Véhicules non payés de l’investiture de Touadéra : les propriétaires sur le point d’être enfin payés ?

Rédigé le 15 avril 2026 .
Par : la rédaction de Corbeau News Centrafrique, CNC
Après deux longues semaines de tracasseries jour et nuit, les propriétaires des véhicules de l’investiture de Touadéra entrevoient enfin une lueur d’espoir. Les véhicules avaient été mis à disposition pour la prestation de serment du dictateur centrafricain Faustin-Archange Touadéra pour son troisième mandat illégal, le 30 mars 2026 au stade 20 000 places de Bangui. Depuis, ils courent après leur argent.

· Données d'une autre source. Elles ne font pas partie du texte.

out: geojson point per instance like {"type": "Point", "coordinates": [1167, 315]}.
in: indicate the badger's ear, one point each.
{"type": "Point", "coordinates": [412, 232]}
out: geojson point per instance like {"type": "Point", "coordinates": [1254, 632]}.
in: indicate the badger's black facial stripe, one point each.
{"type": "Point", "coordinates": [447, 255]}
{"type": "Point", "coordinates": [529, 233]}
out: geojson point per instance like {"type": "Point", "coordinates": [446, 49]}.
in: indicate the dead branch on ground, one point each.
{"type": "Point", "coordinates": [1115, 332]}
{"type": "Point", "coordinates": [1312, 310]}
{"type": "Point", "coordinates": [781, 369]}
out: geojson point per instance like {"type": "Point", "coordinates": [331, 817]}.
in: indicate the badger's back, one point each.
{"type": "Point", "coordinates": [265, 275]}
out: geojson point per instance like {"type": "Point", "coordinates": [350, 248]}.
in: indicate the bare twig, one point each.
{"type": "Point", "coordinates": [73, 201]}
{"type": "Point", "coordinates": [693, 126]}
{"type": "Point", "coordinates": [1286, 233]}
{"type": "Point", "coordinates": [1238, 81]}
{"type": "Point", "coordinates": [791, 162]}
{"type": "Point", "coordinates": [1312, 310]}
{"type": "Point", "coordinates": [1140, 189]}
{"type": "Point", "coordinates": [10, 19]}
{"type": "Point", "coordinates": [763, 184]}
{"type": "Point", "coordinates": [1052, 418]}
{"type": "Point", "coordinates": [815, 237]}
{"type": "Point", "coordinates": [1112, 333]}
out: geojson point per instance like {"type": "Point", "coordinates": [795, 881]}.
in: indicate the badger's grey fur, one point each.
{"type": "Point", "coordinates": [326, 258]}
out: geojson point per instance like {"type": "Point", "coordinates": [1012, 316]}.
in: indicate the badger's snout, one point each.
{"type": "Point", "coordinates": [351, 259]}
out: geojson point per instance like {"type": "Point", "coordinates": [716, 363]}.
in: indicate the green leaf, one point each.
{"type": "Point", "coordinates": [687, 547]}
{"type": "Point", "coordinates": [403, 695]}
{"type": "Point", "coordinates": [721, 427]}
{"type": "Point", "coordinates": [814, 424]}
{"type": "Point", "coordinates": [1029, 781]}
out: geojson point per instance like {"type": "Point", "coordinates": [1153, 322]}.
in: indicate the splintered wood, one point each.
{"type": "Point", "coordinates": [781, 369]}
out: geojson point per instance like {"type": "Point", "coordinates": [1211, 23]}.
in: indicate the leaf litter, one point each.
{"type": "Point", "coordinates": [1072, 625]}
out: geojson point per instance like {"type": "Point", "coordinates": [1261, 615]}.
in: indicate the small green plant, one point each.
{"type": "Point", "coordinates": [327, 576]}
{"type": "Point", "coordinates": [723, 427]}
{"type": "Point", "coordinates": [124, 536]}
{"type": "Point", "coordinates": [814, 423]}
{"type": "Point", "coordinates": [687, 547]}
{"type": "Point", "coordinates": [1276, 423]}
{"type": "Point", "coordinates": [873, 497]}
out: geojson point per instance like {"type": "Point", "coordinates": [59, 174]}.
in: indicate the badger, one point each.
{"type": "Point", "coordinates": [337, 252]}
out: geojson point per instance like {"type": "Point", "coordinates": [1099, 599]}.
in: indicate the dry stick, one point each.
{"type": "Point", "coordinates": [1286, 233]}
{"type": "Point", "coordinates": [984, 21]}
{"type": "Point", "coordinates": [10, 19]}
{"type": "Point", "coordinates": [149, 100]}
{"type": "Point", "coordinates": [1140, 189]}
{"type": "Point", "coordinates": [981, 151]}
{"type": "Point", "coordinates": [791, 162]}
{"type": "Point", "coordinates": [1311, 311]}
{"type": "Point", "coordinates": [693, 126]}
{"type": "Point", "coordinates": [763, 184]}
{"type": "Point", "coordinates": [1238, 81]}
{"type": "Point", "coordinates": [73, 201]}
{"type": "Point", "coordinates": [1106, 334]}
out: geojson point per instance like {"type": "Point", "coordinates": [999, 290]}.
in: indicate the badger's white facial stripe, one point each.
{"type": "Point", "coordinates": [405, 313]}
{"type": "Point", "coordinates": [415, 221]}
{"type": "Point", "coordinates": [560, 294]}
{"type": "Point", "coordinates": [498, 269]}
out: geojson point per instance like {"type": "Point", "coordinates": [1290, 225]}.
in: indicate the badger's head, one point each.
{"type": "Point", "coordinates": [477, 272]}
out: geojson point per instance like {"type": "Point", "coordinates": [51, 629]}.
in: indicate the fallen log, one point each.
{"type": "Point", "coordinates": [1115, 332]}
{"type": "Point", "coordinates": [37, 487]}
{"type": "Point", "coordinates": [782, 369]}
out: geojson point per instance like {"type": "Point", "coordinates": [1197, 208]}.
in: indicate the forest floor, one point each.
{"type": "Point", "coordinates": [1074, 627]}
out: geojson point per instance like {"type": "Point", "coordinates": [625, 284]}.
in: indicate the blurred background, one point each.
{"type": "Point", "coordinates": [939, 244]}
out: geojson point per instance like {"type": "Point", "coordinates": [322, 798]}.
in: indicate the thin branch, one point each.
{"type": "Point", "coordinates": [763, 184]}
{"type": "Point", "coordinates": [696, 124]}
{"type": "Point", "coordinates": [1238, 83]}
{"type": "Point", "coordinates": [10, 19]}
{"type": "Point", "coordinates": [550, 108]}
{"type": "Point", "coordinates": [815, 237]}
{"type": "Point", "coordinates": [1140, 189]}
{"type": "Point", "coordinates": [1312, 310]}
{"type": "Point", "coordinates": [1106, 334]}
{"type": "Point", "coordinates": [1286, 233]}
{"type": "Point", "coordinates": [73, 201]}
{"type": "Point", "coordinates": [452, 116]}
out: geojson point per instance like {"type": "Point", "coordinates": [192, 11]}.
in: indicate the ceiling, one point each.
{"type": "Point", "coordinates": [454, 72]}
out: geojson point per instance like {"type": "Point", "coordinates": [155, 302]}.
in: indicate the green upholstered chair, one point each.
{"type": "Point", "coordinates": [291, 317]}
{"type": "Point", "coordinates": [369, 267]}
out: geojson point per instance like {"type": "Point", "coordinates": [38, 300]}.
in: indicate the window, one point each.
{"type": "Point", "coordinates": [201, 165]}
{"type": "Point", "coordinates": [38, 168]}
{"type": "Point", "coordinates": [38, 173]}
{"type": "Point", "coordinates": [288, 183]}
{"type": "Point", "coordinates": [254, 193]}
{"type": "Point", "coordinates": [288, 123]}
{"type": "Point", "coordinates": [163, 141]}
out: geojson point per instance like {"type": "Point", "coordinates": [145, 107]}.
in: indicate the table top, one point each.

Selon les informations obtenues par la rédaction du CNC ce lundi, le ministre des Mines, M. Ruffin Benam Beltoungou, aurait déjà signé l’autorisation de décaissement des fonds. Le document a été transmis au directeur général de l’ONEM, qui doit maintenant procéder au paiement des propriétaires des véhicules loués.
Le décaissement est prévu dans les prochains jours, probablement mercredi ou jeudi de cette semaine, si tout se passe normalement. Pour la première fois depuis le début de cette affaire, une issue favorable semble se profiler.
Pourtant, le chemin parcouru reste amer. Les propriétaires ont passé des jours entiers à la Direction générale des Transports (ministère des Transports), harcelant le directeur général Wenceslas Nguelekoumon (Nono). Ils ont été renvoyés vers l’ONEM, puis vers le ministre des Mines, dans un interminable jeu de ping-pong bureaucratique. Ils ont même tenté de dénoncer la situation à la radio Gouandjika, où Fidèle Gouandjika leur a pris 8 000 FCFA avant de refuser de diffuser leur plainte sous prétexte d’« affaire politique ».
Aujourd’hui, après toutes ces arnaques, ces bâchis de corruption à gauche et à droite, et ces souffrances inutiles pour une procédure qui devrait être « simple comme bonjour », un simple papier signé semble suffire. Mais dans la septième République, rien n’est jamais simple sans douleur.
Les propriétaires attendent désormais la confirmation concrète du paiement. Si tout est exécuté comme annoncé, l’affaire pourrait enfin se clôturer dans la tranquillité et la paix. Mais beaucoup restent méfiants : dans ce pays, il faut souvent trop souffrir et trop payer pour récupérer ce qui est légitimement dû.
L’espoir est là, mais la méfiance reste grande.